Ferrocarriles y otras bellezas, préstamos a pagar vaya a
saber cuándo, qué importaba: época loca en la que los sueños industrialistas de
Sarmiento eran un recuerdo insoportable, lo importante para esos ricos era
“estar integrados al mundo”, o sea vivir en París, comprar, adornarse, danza de
millones originados ad-infinitun en la potencia de los toros y la fecundidad de
las vacas y en las espigas de trigo.
Ese sueño no duró, Juárez Celman, impotente para pagar los
brutales intereses de la deuda que había ido creciendo sin parar, renunció, una
revolución se declaró y aunque no triunfó dejó dos cosas, el radicalismo
encabezado por Yrigoyen y el socialismo por Juan B. Justo pero, además, y no es
poca cosa, un conjunto de libros, en particular el de Martel, que muestran, al
menos, la amargura de los que pudieron creer en ese modelo de vida y ahora
comprobaban que empezar de nuevo no era nada fácil. Ese momento de la historia
argentina me interesó. En 1970 escribí un libro titulado “La Revolución del
Noventa”; un par de años antes, me había interesado por el momento del 80 cuyo
proyecto de país moderno prepara los locos desbordes de la década siguiente, de
modo que quise completar lo que podemos considerar una escena de un propósito
de modernización que no podía sino terminar en catástrofe. Podría retomar
muchos de sus términos pero me alcanza con reproducir un breve fragmento que me
parece muy sugestivo, algo así como “a que se parece”: “El presidente Juárez se
dedica con todas sus energías al “progreso”, tal como lo entendía: contrae
empréstitos, vende obras públicas y ferrocarriles, permite la emisión
incontrolada de la moneda, no repara en quienes son beneficiarios de los
créditos, se desprende del oro con toda hidalguía y facilidad, no le concede
importancia a la depreciación de la moneda, enfrenta con irritación a quienes
observan todos estos fenómenos y les buscan un remedio, lanza teorías
librecambistas por las cuales el papel del Estado es ser un buen servidor de
los capitales privados, y deja subir el descontento hasta las nubes.”

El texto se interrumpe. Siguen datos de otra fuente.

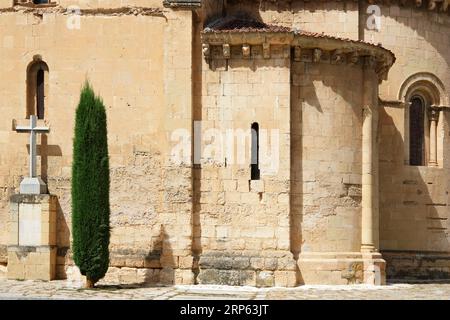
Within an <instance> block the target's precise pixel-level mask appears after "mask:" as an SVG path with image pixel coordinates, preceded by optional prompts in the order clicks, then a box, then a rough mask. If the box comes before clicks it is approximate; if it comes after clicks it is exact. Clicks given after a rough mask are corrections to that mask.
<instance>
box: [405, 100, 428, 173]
mask: <svg viewBox="0 0 450 320" xmlns="http://www.w3.org/2000/svg"><path fill="white" fill-rule="evenodd" d="M425 108H426V106H425V101H424V99H423V98H422V97H420V96H414V97H412V99H411V101H410V107H409V164H410V165H412V166H423V165H424V163H425V161H424V158H425V157H424V156H425V152H424V149H425V148H424V147H425Z"/></svg>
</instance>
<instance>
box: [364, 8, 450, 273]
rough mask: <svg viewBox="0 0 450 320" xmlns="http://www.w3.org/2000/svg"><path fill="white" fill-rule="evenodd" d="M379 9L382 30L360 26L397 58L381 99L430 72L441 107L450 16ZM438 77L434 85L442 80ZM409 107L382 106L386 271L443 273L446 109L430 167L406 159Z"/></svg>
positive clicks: (447, 74) (447, 71)
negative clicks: (406, 82) (379, 12)
mask: <svg viewBox="0 0 450 320" xmlns="http://www.w3.org/2000/svg"><path fill="white" fill-rule="evenodd" d="M381 9H382V10H381V13H382V16H381V31H380V32H376V31H370V30H365V34H364V37H365V40H366V41H374V42H380V43H382V44H383V46H384V47H386V48H388V49H390V50H392V51H393V52H394V53H395V55H396V57H397V62H396V63H395V64H394V66H393V67H392V69H391V71H390V72H389V80H388V81H386V82H384V83H383V84H382V85H381V87H380V98H381V99H383V100H387V101H395V100H399V99H403V98H404V97H400V96H399V92H400V91H401V86H402V85H403V84H404V83H405V81H406V80H407V79H408V78H409V77H411V76H413V75H415V74H421V73H428V74H432V75H433V79H437V80H440V82H442V87H443V89H444V91H443V94H441V97H440V98H441V105H444V106H447V107H448V106H449V104H448V95H449V88H450V69H449V63H450V51H449V50H448V48H449V46H450V38H449V33H450V17H449V16H448V15H445V14H441V13H438V12H436V11H434V12H430V11H428V10H426V9H416V8H414V7H411V6H408V7H399V6H396V5H394V4H393V5H391V6H390V7H387V6H382V7H381ZM430 79H431V77H430ZM437 80H436V83H434V85H436V86H439V83H437ZM433 81H435V80H433ZM407 112H408V109H407V108H404V107H402V106H400V105H398V104H396V105H395V104H394V105H393V104H388V105H384V106H383V108H382V109H381V110H380V241H381V243H380V245H381V250H382V252H383V256H384V257H385V259H386V260H387V272H388V277H391V278H408V277H410V278H416V279H424V278H429V279H439V278H448V277H450V262H449V253H450V250H449V245H450V238H449V233H448V230H449V227H450V225H449V221H450V210H449V196H448V190H449V189H448V188H449V182H448V175H449V173H450V172H449V168H450V167H449V162H448V159H450V148H449V147H448V146H449V143H450V141H449V135H448V132H449V120H450V118H449V113H448V111H447V110H444V111H441V112H440V116H439V120H438V125H437V143H438V147H437V148H438V167H436V168H433V167H428V166H421V167H416V166H409V165H408V158H407V157H408V156H407V155H406V154H405V150H406V149H407V147H408V146H407V145H406V146H405V144H407V140H406V136H407V135H408V132H407V126H406V123H405V119H407V117H406V116H407ZM425 130H429V127H426V129H425ZM427 139H429V138H427ZM436 256H438V258H437V259H436ZM433 261H434V262H435V263H434V265H433Z"/></svg>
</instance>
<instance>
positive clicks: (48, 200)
mask: <svg viewBox="0 0 450 320" xmlns="http://www.w3.org/2000/svg"><path fill="white" fill-rule="evenodd" d="M56 205H57V197H56V196H54V195H23V194H19V195H14V196H12V197H11V199H10V215H9V222H8V225H9V243H8V279H19V280H45V281H50V280H53V279H54V278H55V266H56Z"/></svg>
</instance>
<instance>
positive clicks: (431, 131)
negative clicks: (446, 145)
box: [428, 106, 440, 167]
mask: <svg viewBox="0 0 450 320" xmlns="http://www.w3.org/2000/svg"><path fill="white" fill-rule="evenodd" d="M439 112H440V108H439V107H437V106H431V107H430V109H429V110H428V117H429V119H430V160H429V163H428V165H429V166H430V167H437V166H438V163H437V123H438V120H439Z"/></svg>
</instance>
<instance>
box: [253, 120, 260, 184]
mask: <svg viewBox="0 0 450 320" xmlns="http://www.w3.org/2000/svg"><path fill="white" fill-rule="evenodd" d="M251 152H252V159H251V160H252V161H251V179H252V180H259V179H260V178H261V171H260V169H259V125H258V123H256V122H255V123H253V124H252V151H251Z"/></svg>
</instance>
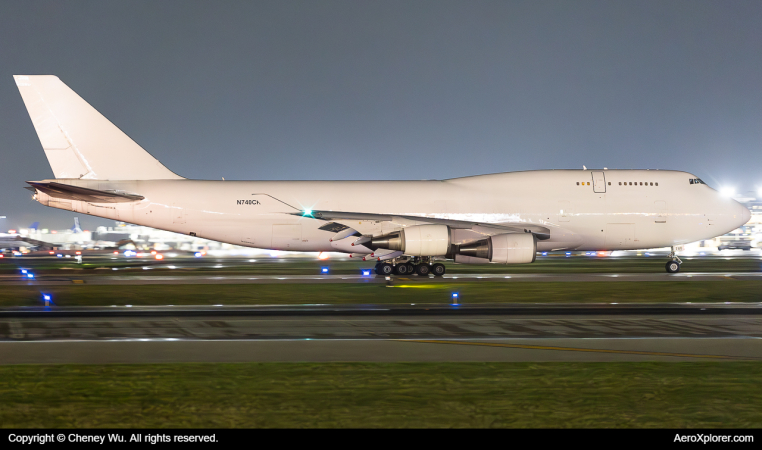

Mucho después, había olvidado el libro pero evidentemente no
la idea, escribí una nota, publicada en este diario, que retomaba una frase del
presidente Victorino de la Plaza de pocos años después, cuando el vértigo había
pasado: “El Presidente decía: ‘no está lejos el día que podamos independizarnos
de los elementos que aún debemos pedir a la industria extranjera. Los
beneficios de esta industrialización son incalculables, pues no sólo gana la
economía nacional, sino que llegaremos a producir los materiales necesarios a
la defensa nacional’.”
Pocos recuerdan esa visión que, como se sabe, fue creciendo,
con los lapsus del entreguismo de las dictaduras y del menemismo, hasta el
momento en el que el macrismo decide terminar con esa loca idea e “integrarse
al mundo”, o sea endeudarse hasta los tuétanos, condenarnos a la miseria
económica y moral, hacer de este país un apéndice humillado de los poderes
financieros del mundo.
Algunos críticos de este gobierno sostienen que el plan
macrista se propone hacernos volver a los años 40; me está pareciendo, por
estas similitudes que surgen de lo que recuperé de la historia, que no es así:
intenta, sin saberlo, no debe haber leído La bolsa ni, por supuesto, no se le
puede pedir eso, se molestaría, los libros de Luis Sommi, Juan Balestra y
Sergio Bagú que describen muy bien lo que ocurrió, que volvamos a 1890, émulo
de Juárez Celman, preso en su laberinto. Intuyo que puede terminar igual.